En las subastas recientes de SRAD, el pago por disponibilidad ha oscilado entre unos 42 y 65 €/MW por hora, más el pago por activación cuando ocurre. Son referencias de mercado, no una garantía.
¿Necesito instalar algo?
Sí: telemedida en tiempo real y sistemas de control. En el modelo habitual, el agregador asume esa instalación y se reparte contigo los ingresos, sin inversión inicial por tu parte.
¿El agregador independiente ya funciona al 100 % en España?
La figura está reconocida por el RD 88/2026, pero su operativa plena depende de desarrollos regulatorios aún en curso (procedimientos de REE y ficheros de la CNMC).
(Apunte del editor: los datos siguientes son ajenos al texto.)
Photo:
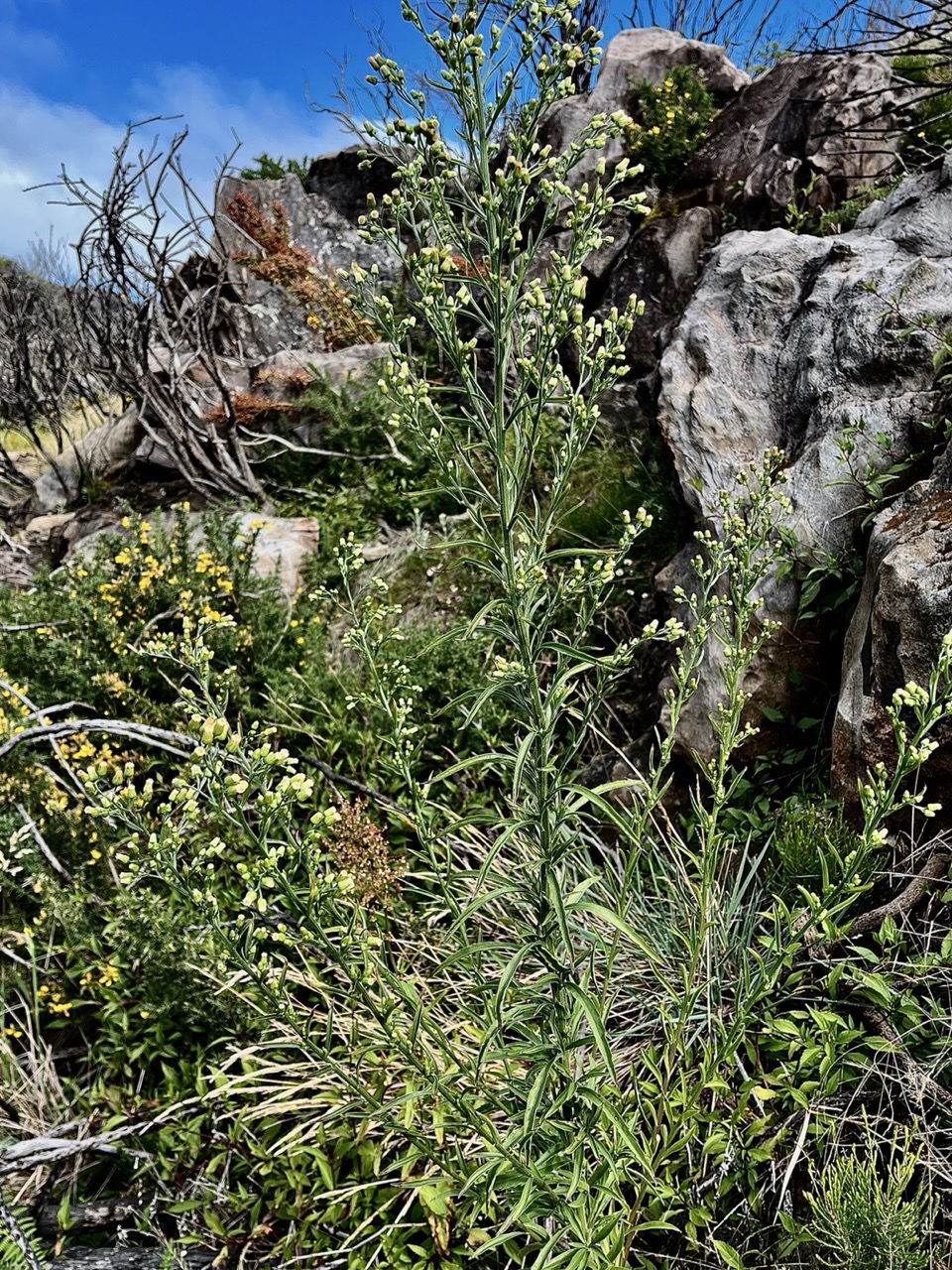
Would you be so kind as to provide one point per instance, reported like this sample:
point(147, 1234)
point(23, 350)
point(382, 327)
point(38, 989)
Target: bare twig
point(159, 738)
point(934, 869)
point(30, 626)
point(44, 846)
point(923, 1082)
point(335, 779)
point(50, 1148)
Es cuestión de meses, y es el momento de prepararse.
¿Puedo tener a la vez comercializadora y agregador distintos en el mismo punto?
Sí. Esa es precisamente la esencia de la figura «independiente».
13. Conclusión
El agregador independiente democratiza el acceso a los mercados de ajuste y balance, convierte al consumidor pasivo en un agente activo que aporta —y cobra por— flexibilidad. El RD 88/2026 ha abierto en España una ventana de oportunidad inmejorable, con un negocio que no exige construir centrales, sino tecnología, datos y capacidad comercial para agrupar consumidores. Es un modelo escalable, alineado con la transición energética y, sobre todo, temprano: el mercado está poco poblado y premia a quien se posiciona antes.